Brand New Continual Learning Will Cure AI’s “Dementia”

brand learning, continual learning, ohio state university, ai,

Ohio State University researchers showcased their progress on “continual learning” at the 40th annual International Conference on Machine Learning in Honolulu.

  • It’s a process enabling AI to continuously learn new skills without forgetting previously acquired knowledge
  • “Catastrophic forgetting” in AI systems is when artificial neural networks lose information from earlier training as they take on new tasks.

Ohio State University researchers took the stage at the 40th annual International Conference on Machine Learning (ML) held in Honolulu to discuss their work in creating an AI that can mimic human learning.

The researchers showcased their progress on “continual learning,” a process that allows a computer to continuously learn new skills without forgetting anything previously taught, just like we humans do.

The research team emphasized the importance of overcoming AI’s “catastrophic forgetting.”

This phenomenon occurs when artificial neural networks forget information from earlier training as they take on new tasks.

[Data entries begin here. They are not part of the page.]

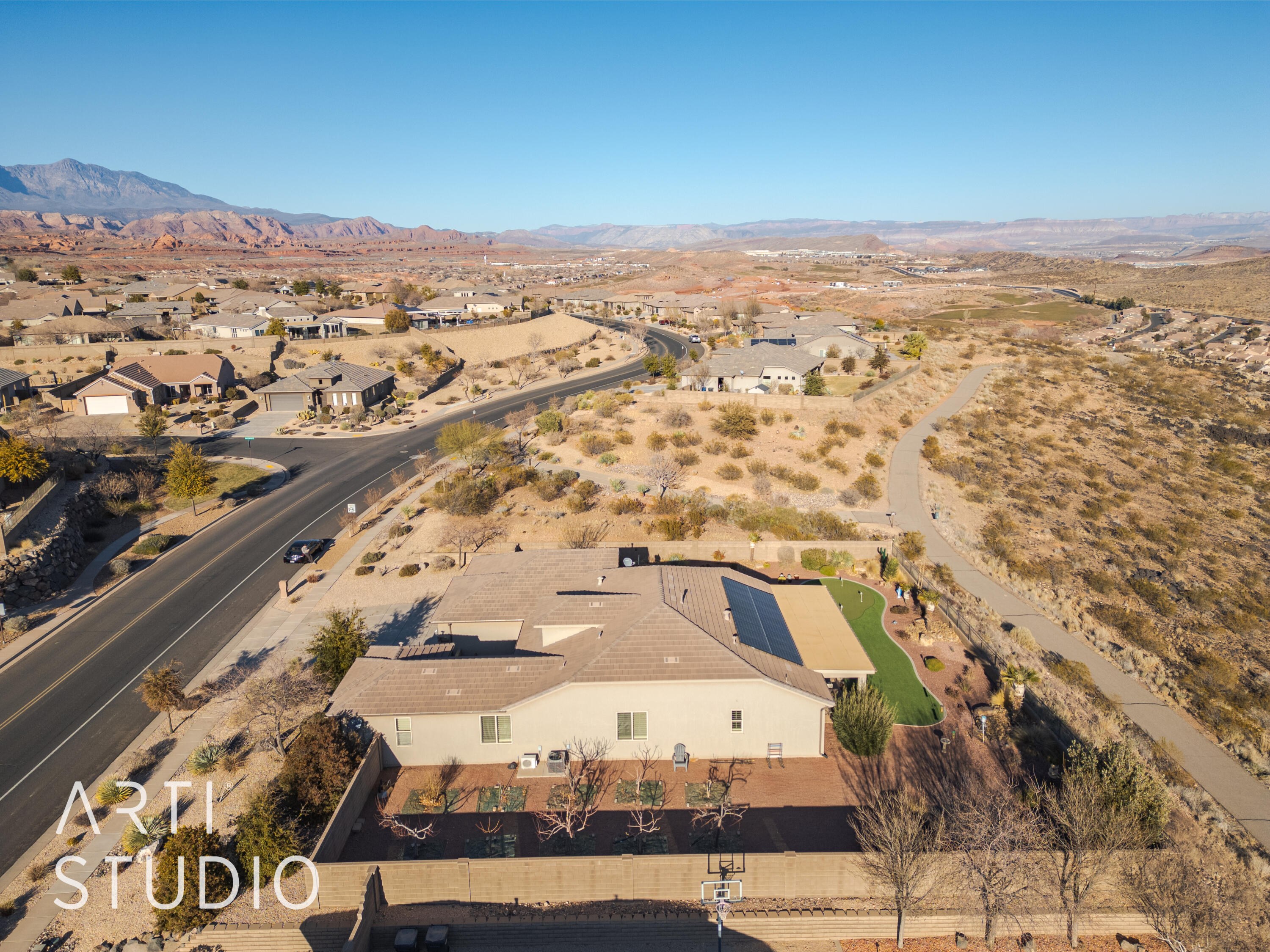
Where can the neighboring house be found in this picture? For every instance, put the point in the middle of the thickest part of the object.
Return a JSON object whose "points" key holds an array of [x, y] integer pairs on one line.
{"points": [[14, 388], [761, 369], [332, 384], [157, 310], [138, 381], [535, 649], [80, 329], [230, 325]]}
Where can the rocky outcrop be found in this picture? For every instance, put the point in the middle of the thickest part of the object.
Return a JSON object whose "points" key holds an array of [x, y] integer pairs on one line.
{"points": [[45, 569]]}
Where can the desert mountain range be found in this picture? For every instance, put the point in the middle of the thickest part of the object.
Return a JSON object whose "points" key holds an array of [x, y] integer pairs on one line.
{"points": [[75, 197]]}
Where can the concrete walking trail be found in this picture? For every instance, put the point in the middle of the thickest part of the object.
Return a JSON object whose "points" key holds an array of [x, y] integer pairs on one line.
{"points": [[1245, 798]]}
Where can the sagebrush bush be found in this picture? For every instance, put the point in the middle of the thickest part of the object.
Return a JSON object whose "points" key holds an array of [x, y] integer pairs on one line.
{"points": [[864, 720]]}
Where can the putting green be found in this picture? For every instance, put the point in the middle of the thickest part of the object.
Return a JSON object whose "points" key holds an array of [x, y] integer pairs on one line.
{"points": [[896, 678]]}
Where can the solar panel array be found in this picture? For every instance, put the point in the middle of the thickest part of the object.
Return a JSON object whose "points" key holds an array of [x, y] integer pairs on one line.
{"points": [[760, 622]]}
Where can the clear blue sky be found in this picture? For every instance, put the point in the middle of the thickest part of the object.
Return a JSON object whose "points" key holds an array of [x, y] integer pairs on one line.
{"points": [[489, 117]]}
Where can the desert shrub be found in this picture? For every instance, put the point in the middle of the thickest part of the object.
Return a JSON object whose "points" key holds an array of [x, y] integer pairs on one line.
{"points": [[262, 832], [814, 558], [736, 421], [863, 721], [154, 545], [804, 482], [676, 418]]}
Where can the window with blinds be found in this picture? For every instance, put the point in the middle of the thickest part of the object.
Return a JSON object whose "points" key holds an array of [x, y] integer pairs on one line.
{"points": [[633, 725], [403, 728], [496, 729]]}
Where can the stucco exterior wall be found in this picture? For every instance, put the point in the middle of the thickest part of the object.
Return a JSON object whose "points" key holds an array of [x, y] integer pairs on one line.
{"points": [[694, 714]]}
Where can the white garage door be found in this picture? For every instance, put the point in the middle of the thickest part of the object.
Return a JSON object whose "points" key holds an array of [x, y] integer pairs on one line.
{"points": [[106, 405]]}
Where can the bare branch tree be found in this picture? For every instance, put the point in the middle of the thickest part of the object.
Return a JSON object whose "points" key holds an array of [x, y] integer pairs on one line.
{"points": [[576, 801], [1084, 832], [995, 839], [470, 535], [277, 700], [665, 471], [901, 838]]}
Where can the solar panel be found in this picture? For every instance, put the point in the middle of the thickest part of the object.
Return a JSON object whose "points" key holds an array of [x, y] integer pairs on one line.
{"points": [[760, 622]]}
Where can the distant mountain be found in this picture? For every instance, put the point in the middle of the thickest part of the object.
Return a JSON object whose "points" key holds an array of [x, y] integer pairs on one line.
{"points": [[72, 187], [1108, 237]]}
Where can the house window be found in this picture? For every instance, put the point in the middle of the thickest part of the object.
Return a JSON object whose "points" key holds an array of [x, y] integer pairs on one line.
{"points": [[403, 728], [633, 725], [496, 729]]}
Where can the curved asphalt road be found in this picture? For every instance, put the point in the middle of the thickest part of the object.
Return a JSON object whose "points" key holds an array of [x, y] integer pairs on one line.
{"points": [[1245, 798], [68, 705]]}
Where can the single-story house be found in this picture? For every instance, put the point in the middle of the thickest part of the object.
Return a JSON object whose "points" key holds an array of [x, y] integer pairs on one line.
{"points": [[332, 384], [79, 329], [155, 380], [535, 649], [14, 386], [230, 325], [157, 310], [761, 369]]}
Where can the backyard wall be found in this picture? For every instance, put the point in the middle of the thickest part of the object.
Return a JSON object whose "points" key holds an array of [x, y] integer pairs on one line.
{"points": [[360, 790]]}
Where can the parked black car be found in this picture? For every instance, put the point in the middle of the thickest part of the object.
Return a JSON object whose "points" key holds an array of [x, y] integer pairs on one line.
{"points": [[306, 550]]}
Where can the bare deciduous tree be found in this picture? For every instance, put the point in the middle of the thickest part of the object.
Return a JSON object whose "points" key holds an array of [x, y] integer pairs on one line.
{"points": [[994, 839], [470, 535], [663, 471], [1084, 832], [277, 701], [576, 801], [901, 837]]}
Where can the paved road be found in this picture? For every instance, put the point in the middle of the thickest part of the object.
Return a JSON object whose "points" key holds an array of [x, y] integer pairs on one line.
{"points": [[68, 707], [1245, 798]]}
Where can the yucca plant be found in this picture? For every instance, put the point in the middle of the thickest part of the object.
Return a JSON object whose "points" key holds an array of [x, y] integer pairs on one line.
{"points": [[111, 792], [155, 824], [206, 758]]}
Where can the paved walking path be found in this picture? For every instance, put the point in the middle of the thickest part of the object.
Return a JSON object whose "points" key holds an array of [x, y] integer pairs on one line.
{"points": [[1221, 775]]}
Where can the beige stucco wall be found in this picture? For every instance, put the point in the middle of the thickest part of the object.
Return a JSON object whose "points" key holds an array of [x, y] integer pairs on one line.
{"points": [[695, 714]]}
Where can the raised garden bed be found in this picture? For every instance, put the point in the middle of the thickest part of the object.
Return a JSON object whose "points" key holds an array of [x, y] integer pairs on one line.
{"points": [[651, 792], [501, 800]]}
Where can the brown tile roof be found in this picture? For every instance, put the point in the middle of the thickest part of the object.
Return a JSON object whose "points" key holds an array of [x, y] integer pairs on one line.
{"points": [[642, 627]]}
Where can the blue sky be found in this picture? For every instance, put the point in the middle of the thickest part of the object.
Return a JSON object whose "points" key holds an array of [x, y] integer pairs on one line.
{"points": [[489, 117]]}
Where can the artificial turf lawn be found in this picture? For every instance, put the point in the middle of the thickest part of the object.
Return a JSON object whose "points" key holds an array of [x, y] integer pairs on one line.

The implications of this issue could be critical for applications like self-driving cars, where the retention of previous knowledge is crucial for safety.

Professor Ness Shroff, an Ohio Eminent Scholar and leader of the study, emphasized the need for AI systems not to forget the lessons they’ve learned as they encounter new scenarios. He explained, “As automated driving applications or other robotic systems are taught new things, it’s important that they don’t forget the lessons they’ve already learned for our safety and theirs.” He also clarifies that their research “into the complexities of continuous learning in these artificial neural networks, and what we found are insights that begin to bridge the gap between how a machine learns and how a human learns.”

The team discovered that artificial neural networks better retain information when trained on diverse and dissimilar tasks rather than those sharing similar features. Just like humans recall contrasting facts about different scenarios more easily than similar ones, AI networks benefit from a variety of tasks during training, enabling them to absorb new information more effectively.

The implications of this research are immense, as it brings scientists closer to achieving AI with lifelong, human-like learning capabilities. Machines exhibiting such dynamic learning could be scaled up faster and adapt to evolving environments and unexpected situations seamlessly.

The study conducted by the Ohio State University research team received support from the National Science Foundation and the Army Research Office. As understanding the similarities between machines and the human brain continues to grow, it could pave the way for a deeper understanding of AI.